Les trottoirs de Buenos Aires

Les trottoirs de Buenos Aires

9 février 2025 Non Par Paul Rassat

Les nourritures artistiques, humaines et terrestres entretiennent le séjour de Jean-Pierre Montmasson à Buenos Aires. Les gens, la musique, les trottoirs, les cafés tissent des ponts.

« On choisit pas non plus les trottoirs de Manille
De Paris ou d’Alger pour apprendre à marcher
Être né quelque part
Être né quelque part, pour celui qui est né
C’est toujours un hasard… » chante Maxime Le Forestier.

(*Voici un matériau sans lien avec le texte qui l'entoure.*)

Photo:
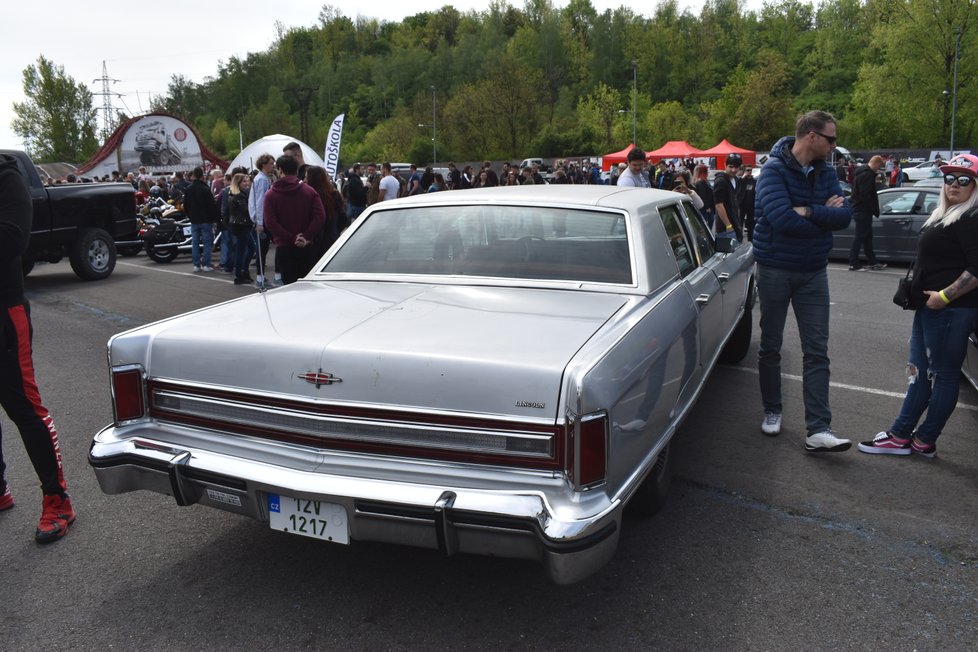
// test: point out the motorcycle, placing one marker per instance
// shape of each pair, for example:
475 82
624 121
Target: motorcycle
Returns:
168 234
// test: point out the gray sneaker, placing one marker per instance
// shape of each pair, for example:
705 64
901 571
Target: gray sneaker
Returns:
826 442
772 424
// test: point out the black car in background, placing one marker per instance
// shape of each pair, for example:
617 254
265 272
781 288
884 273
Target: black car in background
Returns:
903 212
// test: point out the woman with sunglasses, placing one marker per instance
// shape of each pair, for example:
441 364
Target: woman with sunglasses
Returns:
946 312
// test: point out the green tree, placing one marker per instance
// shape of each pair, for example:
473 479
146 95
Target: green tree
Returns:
57 121
906 83
669 121
756 107
599 109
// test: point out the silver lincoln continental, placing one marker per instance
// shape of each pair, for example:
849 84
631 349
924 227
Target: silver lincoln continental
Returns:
495 371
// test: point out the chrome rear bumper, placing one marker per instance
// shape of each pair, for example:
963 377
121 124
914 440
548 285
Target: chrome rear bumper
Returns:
519 524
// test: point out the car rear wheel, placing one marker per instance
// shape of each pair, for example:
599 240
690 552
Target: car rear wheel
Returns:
93 254
651 494
129 250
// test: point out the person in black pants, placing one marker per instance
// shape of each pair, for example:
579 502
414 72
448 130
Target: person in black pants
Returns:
19 395
865 206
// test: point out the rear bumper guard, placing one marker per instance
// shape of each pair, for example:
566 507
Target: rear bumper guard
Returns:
504 524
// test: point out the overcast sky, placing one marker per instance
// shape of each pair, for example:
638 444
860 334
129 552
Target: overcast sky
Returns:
143 45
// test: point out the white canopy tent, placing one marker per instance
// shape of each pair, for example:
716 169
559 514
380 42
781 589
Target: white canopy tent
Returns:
273 145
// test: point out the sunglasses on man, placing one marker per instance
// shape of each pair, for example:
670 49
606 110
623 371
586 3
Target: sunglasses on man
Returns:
831 139
964 180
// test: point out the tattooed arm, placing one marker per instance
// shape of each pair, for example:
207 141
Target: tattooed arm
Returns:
961 286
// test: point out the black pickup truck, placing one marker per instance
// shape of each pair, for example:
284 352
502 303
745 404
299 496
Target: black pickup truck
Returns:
81 221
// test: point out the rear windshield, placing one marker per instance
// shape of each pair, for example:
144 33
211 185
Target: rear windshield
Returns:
514 242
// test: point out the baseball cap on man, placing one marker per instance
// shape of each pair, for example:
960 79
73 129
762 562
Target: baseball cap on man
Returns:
962 164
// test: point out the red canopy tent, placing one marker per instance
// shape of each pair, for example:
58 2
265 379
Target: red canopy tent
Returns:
673 149
615 158
723 149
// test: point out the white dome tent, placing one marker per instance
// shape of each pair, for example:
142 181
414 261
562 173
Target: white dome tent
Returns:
273 145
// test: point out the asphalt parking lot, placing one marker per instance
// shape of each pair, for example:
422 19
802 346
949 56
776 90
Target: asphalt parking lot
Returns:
761 546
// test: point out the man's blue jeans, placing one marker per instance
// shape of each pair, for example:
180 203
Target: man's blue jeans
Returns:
808 295
202 237
938 345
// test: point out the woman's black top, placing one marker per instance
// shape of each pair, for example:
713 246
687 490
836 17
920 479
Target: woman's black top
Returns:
943 253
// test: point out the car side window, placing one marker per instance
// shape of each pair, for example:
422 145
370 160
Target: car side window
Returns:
930 202
898 202
678 240
701 236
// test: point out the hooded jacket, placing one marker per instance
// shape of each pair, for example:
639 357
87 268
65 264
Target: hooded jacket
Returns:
783 238
292 208
16 211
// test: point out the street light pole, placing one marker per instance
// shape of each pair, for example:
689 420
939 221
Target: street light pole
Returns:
434 132
954 87
634 102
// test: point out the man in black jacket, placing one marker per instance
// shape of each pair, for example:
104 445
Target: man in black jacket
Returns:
18 388
202 211
727 190
865 206
356 194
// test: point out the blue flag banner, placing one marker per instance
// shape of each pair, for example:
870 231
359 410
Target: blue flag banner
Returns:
332 154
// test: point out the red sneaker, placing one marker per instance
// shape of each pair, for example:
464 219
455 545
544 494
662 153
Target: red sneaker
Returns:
56 516
885 444
920 448
6 500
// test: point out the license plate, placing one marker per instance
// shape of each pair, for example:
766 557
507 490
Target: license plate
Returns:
309 518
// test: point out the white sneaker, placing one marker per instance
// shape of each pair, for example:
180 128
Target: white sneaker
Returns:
826 442
771 425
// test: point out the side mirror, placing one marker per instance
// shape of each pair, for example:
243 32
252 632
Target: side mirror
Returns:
726 245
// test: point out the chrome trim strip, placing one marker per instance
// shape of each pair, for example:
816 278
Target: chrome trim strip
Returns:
512 443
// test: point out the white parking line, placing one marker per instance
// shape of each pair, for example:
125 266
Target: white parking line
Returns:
210 276
857 388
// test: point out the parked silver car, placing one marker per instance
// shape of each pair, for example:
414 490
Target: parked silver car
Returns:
493 371
903 212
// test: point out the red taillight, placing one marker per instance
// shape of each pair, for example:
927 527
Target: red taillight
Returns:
592 452
127 394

Les trottoirs…Très tard, hier soir via Bolivar devant la boutique Vintage de ma devenue amie Rosana.  Comme je suis en quête d’achat d’un bandonéon elle a fait venir un professeur spécialement. Les trottoirs toujours, lieu de métissages d’instruments et de rencontres.

Je vous embrasse, depuis ce Trottoir de Buenos Aires.

El Portego

Ne pas oublier les nourritures du corps. 600 grammes de très bonne viande, tenue au chaud dans un récipient spécialement adapté, légumes, pommes de terre. Les nourritures terrestres sont en harmonie avec les nourritures humaines. Troisième mi temps après le match au Huracan stadium sur invitation de mes amis vintage Rosana et Danièle. Sur les trottoirs de San Telmo, tango à gogo.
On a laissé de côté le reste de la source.